In his initial decision, the administrative law judge (ALJ) held that OSHA had failed to prove the existence of the hazard, because OSHA had failed to prove the existence of a hazard with sufficient specificity to meet its burden under section 5(a)(1) of the OSH Act, known as the General Duty Clause. OSHA's burden under the General Duty Clause is to prove that a hazard exists, that the employer recognized it, that it caused or was capable of causing serious injury or death, and that there are feasible means of abatement.

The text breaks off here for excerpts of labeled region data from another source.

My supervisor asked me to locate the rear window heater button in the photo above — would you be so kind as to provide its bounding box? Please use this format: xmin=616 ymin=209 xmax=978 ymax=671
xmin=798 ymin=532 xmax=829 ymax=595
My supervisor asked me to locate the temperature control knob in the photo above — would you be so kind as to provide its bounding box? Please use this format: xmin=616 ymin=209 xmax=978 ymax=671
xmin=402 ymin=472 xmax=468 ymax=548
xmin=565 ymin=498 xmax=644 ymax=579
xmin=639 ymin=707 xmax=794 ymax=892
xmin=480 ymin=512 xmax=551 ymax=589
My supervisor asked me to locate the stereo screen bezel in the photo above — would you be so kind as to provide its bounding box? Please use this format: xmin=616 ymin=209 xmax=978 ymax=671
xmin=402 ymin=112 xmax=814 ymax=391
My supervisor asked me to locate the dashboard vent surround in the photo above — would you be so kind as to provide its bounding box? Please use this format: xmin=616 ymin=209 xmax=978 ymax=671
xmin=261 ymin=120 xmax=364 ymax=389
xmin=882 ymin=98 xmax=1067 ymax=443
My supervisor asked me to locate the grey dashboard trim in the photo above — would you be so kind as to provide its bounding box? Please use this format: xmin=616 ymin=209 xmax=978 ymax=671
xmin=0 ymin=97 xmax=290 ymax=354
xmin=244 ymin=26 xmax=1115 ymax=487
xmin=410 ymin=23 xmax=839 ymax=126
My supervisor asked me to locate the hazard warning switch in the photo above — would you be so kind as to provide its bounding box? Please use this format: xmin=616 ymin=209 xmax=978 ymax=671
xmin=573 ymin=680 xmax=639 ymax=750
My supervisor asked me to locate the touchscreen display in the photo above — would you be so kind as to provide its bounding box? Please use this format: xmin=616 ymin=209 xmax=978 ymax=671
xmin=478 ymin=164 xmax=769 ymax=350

Like the Pepperidge Farm case before it and the Dayton Tire case, which is still pending, this case involved the interpretation of whether OSHA had proved that a recognizable hazard existed in the Beverly Enterprises Inc. nursing homes in western Pennsylvania. OSHRC relied in large part on the steps that Beverly took to address what it considered to be a significant cost both to itself and to its employees. In overruling the trial court judge, the two person OSHRC majority concluded that OSHA did meet its burden of proof, citing the incidence of injuries, the application of the NIOSH Lifting Guide, and the epidemiological evidence showing that in the Beverly facilities, nurse assistants suffered higher frequency of back injuries than other occupational groups. OSHRC acknowledged that OSHA failed to show specific injuries resulted from the tasks at the nursing homes or that OSHA had identified specific tasks that led to the injuries. Regardless, the OSHRC said, Beverly's actions showed that it knew there was a hazard, however it was described, and OSHA should be able to require employers to address those hazards, if it can show that feasible means of abatement exist.

In ruling that OSHA had met its burden of proof, the OSHRC majority dismissed the fact that OSHA could not, in its "initial pleadings . . . precisely describe the recognized hazard . . .[but that by] the time of the hearing, the parties plainly understood that the issue they were litigating was whether the particular type of lifts in which Beverly's [nursing aides] were engaged presented a hazard." Under this analysis, employers do not have to know what is causing a problem, only be aware that one might exist and be taking steps to correct it. After OSHA issues the citation, and the legal wrangling ensues, the workplace conditions that are violations will become known. How can one "recognize" something that requires an adversarial process to define it?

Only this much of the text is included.